Puanım 4/5 (%78/100)
Okuması oldukça zevkli ve kolay bir kitaptı. İçerisinde Lagün ve Il Conde adlı iki kısa öykü var. Aslında çok farklı şeylerden bahediyor olsalar da iki hikaye de birbirine benziyor. İkisinde de anlatıcının ismi yok, ikisinde de trajedi ve hüzün temaları var, tonları benzer, ve ikisi hayattan kesit gibi. İki hikaye arasından Lagün'ü daha çok beğendim bu da Arsat karakteri sayesinde diyebilirim.
1-Lagün
Ana karakteri sadece Beyaz Adam olarak bilinen bir adam Arsat adında bir Malezyalı adamı ziyaret ediyor. Arsat'ın karısı ölmek üzere ve Beyaz Adam'a abisi ve karısını içeren geçmişini anlatıyor. Tam hayattan bir kesit gibi olan bir hikayeydi ve çok hoşuma gitti, özellikle de sonu.
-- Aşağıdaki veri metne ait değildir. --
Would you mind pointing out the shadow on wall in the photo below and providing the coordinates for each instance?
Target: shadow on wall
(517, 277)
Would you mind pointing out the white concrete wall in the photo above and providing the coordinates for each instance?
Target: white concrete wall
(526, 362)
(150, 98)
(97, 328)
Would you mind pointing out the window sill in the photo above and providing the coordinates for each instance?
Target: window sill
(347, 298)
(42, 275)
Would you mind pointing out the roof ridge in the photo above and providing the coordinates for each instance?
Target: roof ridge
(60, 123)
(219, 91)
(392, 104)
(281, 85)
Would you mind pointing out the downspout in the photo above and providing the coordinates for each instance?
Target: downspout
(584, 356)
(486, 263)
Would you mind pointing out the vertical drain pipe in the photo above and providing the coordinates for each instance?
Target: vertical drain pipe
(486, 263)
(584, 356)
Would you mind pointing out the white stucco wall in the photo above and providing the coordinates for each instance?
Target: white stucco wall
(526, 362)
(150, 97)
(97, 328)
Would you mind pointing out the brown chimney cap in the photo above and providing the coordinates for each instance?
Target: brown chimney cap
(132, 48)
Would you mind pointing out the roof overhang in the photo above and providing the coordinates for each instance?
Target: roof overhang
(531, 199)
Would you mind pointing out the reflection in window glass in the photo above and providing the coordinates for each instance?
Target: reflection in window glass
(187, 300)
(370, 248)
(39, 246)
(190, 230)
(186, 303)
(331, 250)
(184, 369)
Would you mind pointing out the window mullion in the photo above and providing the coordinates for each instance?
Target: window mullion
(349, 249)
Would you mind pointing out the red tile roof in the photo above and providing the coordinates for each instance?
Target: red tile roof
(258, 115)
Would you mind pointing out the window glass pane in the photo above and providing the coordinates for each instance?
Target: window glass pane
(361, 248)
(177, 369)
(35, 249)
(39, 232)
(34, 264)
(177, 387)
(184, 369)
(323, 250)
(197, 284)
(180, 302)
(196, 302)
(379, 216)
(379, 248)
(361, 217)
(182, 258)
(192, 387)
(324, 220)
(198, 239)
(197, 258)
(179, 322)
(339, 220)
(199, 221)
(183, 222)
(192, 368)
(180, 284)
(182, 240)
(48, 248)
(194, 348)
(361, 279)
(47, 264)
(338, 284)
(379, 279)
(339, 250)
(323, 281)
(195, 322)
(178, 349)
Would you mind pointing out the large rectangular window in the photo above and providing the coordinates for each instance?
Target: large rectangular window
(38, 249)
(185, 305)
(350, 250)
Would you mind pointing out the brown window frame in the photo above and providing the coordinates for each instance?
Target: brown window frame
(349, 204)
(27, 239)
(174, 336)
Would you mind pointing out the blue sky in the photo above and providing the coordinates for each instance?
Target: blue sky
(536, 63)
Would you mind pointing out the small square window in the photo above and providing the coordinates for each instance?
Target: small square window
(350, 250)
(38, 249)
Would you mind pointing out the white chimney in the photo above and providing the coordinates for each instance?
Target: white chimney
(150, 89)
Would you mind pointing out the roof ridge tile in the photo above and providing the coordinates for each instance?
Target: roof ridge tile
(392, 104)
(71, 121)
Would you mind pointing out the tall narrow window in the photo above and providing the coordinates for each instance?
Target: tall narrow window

Betimlemeler de çok güzeldi.
2-Il Conde
Il Conte aslında Kont demek fakat Conrad yanlış yapmasına rağmen Conde olarak bırakmış. İsimsiz bir anlatıcının 1900lerin Napoli'sinde Kont adlı bir centilmen ile arkadaşlığını anlatıyor. Bu yönden ilk hikaye gibi yine hayattan bir kesit diyebiliriz. Bu hikayenin de sonu harikaydı.
Kısaca iki hikayeyi de beğendim. Belki çok şey olmuyor ama karakterler ilgi çekici ve en önemlisi Conrad'ın işlediği temalar, dili, ve tonu çok ön planda. Ayrıca kısa bir kitap olduğu için tek oturuşta bile bitirilebilir.